Hi @<1523701205467926528:profile|AgitatedDove14> , Thanks for answering, It's not what I meant. Suppose that I have three models and these models can't be loaded simultaneously on GPU memory( since there is not enough GPU ram for all of them at the same time). What I have in mind is this: is there an automatic way to unload a model (for example, if a model hasn't been run in the last 10 minutes, or something similar)? Or, if we don't have such an automatic method, can we manually unload the model from GPU memory to free up space for other models?(I know there is an endpoint for doing so in triton, but I don't know if possible to get access to these endpoint via clearml)?
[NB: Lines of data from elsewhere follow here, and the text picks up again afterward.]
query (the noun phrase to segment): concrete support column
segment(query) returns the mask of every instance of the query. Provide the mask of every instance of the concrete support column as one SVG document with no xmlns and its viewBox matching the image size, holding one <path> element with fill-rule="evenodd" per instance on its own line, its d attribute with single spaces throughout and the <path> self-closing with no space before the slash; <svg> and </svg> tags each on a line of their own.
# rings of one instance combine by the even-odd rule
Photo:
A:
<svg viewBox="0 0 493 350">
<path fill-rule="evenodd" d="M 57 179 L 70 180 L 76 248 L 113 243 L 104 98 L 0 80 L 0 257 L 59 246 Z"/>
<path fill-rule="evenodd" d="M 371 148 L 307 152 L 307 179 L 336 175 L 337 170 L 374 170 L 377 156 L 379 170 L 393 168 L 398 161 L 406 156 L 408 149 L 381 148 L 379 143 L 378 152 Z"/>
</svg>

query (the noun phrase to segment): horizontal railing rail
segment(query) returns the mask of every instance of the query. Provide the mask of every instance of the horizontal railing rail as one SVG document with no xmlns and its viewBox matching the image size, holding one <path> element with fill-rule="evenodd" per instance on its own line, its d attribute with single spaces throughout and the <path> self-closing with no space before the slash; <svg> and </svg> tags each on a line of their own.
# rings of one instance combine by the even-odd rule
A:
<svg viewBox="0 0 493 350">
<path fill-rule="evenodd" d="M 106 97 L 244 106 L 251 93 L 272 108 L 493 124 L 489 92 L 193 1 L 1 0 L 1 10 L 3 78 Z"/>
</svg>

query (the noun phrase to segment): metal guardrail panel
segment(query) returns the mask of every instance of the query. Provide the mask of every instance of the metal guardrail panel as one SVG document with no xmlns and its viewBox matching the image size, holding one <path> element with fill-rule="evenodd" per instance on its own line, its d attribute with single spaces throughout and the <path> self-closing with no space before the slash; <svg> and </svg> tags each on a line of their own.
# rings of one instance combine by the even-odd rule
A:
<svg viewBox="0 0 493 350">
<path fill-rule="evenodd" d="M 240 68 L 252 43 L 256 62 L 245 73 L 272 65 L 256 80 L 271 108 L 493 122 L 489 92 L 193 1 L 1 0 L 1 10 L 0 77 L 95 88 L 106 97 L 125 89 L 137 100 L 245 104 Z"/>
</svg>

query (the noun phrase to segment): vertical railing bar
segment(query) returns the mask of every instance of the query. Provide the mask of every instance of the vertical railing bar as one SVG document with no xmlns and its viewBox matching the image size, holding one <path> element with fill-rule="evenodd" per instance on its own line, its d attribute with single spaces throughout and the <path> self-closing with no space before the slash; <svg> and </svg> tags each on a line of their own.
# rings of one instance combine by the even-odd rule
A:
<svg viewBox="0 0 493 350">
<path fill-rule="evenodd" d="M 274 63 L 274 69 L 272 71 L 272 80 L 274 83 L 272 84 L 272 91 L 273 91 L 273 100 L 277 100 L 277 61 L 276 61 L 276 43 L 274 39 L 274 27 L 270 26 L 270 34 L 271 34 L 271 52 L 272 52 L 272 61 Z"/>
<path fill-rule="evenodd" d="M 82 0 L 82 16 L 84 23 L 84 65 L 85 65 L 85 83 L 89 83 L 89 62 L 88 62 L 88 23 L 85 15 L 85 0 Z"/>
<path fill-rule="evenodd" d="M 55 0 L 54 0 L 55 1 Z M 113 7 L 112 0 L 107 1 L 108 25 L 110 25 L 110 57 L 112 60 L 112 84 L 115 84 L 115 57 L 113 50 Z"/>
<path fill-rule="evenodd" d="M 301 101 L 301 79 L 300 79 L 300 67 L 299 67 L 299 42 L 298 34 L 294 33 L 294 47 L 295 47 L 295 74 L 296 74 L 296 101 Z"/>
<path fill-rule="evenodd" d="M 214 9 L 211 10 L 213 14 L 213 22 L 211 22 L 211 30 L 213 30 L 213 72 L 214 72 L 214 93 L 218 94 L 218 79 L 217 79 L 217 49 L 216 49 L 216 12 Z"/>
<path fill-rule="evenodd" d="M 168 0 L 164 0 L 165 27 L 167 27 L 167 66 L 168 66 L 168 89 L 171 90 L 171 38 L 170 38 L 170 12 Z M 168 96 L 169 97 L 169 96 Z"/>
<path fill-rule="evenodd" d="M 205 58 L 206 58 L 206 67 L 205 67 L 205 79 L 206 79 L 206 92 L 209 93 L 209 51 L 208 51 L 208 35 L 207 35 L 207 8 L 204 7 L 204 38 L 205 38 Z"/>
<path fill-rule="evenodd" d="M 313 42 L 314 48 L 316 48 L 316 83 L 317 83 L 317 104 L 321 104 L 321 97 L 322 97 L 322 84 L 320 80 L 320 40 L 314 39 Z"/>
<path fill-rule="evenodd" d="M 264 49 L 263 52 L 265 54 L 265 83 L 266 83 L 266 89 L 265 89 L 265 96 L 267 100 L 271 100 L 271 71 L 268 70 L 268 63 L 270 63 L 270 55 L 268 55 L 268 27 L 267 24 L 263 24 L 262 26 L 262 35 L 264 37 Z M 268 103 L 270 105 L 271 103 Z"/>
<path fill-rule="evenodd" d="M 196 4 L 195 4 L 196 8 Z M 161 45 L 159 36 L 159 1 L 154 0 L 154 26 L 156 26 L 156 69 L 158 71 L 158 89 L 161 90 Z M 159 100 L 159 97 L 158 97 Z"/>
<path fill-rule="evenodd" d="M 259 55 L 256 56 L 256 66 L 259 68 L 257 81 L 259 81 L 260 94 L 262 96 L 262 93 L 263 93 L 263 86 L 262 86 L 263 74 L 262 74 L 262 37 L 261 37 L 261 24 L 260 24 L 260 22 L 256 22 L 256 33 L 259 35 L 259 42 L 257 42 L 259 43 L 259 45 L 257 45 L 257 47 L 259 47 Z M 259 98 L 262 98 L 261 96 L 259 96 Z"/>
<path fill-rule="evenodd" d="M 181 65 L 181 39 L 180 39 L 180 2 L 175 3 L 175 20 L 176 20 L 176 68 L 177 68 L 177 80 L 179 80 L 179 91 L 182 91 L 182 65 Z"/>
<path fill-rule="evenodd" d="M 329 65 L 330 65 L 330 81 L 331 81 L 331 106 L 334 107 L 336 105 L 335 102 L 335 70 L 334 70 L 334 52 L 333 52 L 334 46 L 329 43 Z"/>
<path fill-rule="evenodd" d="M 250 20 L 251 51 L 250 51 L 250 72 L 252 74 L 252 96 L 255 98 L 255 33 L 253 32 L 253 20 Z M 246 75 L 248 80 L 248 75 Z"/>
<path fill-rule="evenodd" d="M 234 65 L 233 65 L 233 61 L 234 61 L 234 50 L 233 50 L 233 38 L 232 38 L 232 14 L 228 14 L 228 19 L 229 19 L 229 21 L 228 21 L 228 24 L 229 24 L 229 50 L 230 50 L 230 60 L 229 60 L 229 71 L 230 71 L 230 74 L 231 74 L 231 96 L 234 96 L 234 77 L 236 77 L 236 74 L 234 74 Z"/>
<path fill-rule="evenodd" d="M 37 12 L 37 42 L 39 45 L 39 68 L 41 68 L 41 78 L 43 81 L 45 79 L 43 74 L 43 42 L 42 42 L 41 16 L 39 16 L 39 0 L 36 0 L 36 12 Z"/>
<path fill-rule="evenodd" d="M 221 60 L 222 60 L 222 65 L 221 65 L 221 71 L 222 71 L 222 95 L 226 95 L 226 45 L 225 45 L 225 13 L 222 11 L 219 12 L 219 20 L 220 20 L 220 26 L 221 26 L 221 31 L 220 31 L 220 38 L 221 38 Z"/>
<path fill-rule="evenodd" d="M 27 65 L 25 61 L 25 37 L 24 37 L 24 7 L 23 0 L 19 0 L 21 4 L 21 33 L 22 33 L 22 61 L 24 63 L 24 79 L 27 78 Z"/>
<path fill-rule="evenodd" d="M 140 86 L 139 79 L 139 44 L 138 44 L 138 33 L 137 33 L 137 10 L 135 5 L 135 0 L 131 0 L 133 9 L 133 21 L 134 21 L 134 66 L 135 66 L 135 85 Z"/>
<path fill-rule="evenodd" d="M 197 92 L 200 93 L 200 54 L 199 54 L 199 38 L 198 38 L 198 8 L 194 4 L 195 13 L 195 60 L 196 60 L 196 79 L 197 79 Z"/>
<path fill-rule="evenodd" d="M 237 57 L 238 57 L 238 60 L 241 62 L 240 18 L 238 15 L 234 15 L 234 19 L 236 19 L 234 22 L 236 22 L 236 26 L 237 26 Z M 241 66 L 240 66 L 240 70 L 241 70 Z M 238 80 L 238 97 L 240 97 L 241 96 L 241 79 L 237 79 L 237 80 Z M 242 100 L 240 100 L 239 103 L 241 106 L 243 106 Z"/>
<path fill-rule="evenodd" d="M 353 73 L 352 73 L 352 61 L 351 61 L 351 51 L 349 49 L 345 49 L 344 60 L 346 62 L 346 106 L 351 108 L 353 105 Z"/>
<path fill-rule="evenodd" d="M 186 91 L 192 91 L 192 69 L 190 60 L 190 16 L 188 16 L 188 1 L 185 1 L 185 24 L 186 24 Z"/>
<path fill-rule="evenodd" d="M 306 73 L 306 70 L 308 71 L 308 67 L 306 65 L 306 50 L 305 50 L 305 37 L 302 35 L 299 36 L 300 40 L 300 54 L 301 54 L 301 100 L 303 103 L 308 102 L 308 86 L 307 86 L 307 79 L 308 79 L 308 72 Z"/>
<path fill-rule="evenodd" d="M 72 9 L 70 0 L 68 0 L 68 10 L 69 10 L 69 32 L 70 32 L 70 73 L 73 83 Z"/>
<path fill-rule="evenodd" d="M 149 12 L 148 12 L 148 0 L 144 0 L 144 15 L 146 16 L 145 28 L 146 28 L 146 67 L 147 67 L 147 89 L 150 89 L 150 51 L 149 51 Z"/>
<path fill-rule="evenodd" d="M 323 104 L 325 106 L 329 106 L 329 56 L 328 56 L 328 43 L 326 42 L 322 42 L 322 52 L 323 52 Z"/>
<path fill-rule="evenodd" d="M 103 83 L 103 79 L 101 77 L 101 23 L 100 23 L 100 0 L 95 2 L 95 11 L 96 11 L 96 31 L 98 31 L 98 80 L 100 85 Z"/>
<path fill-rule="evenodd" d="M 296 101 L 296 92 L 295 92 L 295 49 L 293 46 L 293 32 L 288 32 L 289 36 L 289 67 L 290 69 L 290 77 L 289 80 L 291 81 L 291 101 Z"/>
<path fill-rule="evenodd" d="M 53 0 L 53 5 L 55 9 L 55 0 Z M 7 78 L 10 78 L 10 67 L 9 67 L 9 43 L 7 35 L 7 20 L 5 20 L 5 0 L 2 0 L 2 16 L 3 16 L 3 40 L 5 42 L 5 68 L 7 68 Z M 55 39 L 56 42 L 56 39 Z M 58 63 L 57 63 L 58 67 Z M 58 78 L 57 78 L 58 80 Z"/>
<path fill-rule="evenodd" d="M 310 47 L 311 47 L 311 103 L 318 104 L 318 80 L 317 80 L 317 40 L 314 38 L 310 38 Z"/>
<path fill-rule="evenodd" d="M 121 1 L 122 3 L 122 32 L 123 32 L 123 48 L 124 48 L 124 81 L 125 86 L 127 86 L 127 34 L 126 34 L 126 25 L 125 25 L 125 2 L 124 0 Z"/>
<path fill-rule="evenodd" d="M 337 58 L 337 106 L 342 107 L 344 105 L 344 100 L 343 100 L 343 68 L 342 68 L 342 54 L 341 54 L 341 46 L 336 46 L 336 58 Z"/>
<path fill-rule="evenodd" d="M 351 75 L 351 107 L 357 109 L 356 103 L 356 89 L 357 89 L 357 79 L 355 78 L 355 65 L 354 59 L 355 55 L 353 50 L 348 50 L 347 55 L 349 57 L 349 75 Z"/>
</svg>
I don't want it to be completely removed from my endpoints. Please suppose we have endpoint A; then the A model will be unloaded from memory. If we receive a request for A again, it will be loaded back into memory if there is enough space. If there isn't enough room, we can then assess which model to unload (suppose it is model B and we will unload it) to make room for model A.
For now, this is the behavior I observe: Suppose I have two models, A and B.
- When ClearML is started, the GPU memory usage is almost 0.
- Then, upon the first request to endpoint A, Model A is loaded into the GPU memory and remains there. At this point, Model B is not loaded.
- If we then send a request to Model B, it will be loaded into the memory too.
However, there is no way for me to unload Model A. Consequently, if there is another model, say Model C, it can't be loaded since we run out of memory.